@HokutoMumyoZan If I am being entirely honest, I don't really understand where this argument of "what can be considered anime" is ultimately coming from, is it an honest inquiry when a work is made that does not fit neatly into any category, or is it fueled by some self-righteous push to remove the "barrier" between anime and western animation, I really don't know. At the end of the day a genre should describe the work, this whole discussion is a bit of an exercise in pencil pushing bureaucracy, if the king of the universe decrees that JoJo is a Cartoon and spongebob is an anime nothing will change about those shows. I understand the push-back from people who feel like their hobby is conflated with something foreign, I don't understand the reason for the push so much (because like I said, nothing of substance would change).

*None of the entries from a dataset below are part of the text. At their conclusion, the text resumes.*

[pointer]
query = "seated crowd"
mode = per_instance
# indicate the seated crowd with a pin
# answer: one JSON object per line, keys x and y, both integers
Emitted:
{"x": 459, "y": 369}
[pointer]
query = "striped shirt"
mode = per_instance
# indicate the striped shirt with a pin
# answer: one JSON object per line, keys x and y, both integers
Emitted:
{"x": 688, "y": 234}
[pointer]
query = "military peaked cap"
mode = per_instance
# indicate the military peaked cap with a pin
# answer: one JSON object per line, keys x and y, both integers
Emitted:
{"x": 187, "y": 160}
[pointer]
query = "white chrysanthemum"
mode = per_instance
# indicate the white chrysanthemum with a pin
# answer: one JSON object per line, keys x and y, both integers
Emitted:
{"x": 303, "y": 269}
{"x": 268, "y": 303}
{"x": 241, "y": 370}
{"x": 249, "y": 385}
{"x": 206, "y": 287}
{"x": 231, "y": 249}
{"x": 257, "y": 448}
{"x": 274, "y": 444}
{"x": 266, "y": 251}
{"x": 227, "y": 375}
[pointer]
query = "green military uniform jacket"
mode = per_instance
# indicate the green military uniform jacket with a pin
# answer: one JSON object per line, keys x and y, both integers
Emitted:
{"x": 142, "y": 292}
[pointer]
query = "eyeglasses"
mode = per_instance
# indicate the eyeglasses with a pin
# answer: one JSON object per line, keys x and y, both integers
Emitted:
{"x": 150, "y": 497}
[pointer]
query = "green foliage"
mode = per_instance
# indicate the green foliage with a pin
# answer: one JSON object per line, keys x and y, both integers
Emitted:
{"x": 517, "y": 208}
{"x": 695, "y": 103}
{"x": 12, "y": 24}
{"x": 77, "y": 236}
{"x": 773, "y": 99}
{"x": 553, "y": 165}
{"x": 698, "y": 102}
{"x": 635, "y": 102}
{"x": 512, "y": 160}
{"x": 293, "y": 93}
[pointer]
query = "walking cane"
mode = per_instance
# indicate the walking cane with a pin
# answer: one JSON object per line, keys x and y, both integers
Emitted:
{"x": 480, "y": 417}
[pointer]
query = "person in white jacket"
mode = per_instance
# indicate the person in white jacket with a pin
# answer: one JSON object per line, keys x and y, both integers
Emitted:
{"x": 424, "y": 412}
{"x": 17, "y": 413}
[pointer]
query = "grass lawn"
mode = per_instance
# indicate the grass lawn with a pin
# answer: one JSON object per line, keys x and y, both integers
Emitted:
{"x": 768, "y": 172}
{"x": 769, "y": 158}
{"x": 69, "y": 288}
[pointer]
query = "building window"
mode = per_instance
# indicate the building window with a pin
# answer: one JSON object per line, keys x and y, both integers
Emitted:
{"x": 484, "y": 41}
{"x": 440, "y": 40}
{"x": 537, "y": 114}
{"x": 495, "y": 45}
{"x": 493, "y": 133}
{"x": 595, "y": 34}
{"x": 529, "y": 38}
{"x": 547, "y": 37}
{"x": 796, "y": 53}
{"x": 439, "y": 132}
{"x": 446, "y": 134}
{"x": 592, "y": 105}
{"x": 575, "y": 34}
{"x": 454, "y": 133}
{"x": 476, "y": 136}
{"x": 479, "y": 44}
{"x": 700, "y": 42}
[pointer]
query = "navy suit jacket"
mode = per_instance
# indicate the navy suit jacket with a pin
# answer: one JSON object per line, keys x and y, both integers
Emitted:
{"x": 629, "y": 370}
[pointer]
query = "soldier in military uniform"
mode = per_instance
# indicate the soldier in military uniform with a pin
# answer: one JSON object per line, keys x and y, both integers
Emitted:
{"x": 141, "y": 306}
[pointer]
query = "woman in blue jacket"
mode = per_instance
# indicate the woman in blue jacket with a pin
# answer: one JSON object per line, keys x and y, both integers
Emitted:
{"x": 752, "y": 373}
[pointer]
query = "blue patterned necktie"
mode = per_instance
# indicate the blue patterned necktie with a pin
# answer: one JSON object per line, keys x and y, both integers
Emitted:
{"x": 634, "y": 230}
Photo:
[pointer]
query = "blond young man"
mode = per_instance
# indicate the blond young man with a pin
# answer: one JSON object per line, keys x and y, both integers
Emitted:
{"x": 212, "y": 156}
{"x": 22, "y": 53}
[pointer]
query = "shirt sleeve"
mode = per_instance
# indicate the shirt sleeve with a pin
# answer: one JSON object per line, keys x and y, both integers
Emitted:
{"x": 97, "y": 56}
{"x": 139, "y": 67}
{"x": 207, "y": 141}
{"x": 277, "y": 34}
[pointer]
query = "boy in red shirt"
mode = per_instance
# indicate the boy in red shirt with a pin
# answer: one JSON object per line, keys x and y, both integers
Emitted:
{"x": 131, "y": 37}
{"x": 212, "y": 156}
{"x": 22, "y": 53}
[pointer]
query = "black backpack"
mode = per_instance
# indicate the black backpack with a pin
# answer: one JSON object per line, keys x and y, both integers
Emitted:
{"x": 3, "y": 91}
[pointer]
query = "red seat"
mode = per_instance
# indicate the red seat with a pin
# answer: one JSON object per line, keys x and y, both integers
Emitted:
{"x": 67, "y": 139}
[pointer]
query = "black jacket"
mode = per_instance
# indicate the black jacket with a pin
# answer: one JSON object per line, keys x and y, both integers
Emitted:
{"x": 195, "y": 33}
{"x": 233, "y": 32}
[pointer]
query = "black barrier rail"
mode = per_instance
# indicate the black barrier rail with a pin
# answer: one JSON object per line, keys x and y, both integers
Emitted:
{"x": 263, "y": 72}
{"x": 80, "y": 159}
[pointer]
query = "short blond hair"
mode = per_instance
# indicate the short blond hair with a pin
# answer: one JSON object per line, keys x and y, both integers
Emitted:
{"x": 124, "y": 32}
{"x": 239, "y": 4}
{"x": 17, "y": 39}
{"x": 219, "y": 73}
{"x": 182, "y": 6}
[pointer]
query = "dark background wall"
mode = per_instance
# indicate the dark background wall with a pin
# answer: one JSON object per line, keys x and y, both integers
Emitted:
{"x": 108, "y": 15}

HokutoMumyoZan said:It would be the easiest solution to call it all anime- Avatar, Castlevania, Devil May Cry, (both netflix), but has the core fandom of anime in the USA found its sense of respect to present to honor Japan proudly? Has it done what it took to clear its own baggage, to feel proud not just of putting out work reaching the level of anime but to feel proud and dignified of themselves?
Easiest? Yes. But it removes nuance, its like saying, starting tomorrow, Prog rock, K-Pop and death metal are all "Music". People see a distinction between western and Japanese animation, and so they want to classify things based on that identity, I don't see any issues with that. The west should do its own thing and try to stand alongside anime, maybe in the future we will have further stupid terms like "wanime" (patent pending) which is just as good as anime with its own strengths and weaknesses. There can be nuance, there can be distinctions.
I feel like the framing in your last sentence is telling of what the issue might be, that if western animation was "good enough" and "was able to reconcile its baggage" then it could be anime. It sort of reveals an implicit idea that to be worth anything you have to be anime and therefore you have to play the language game to reclassify western animation as anime. But like I previously alluded to, I don't subscribe to this idea. Every country has their own culture and identity, anime is Japan's. The goal should not be to "be like anime" but to make works that are compelling and authentic to that culture, that stand on their own and have their own identity regardless of what anime is or is not. Western animation already has an identity if we just look back to find it, there are amazing works of western animation like the Thief and the Cobbler that are nothing like anime, we just need to realize that.
But yeah, obviously it is a muddy subject that can be viewed in many different ways.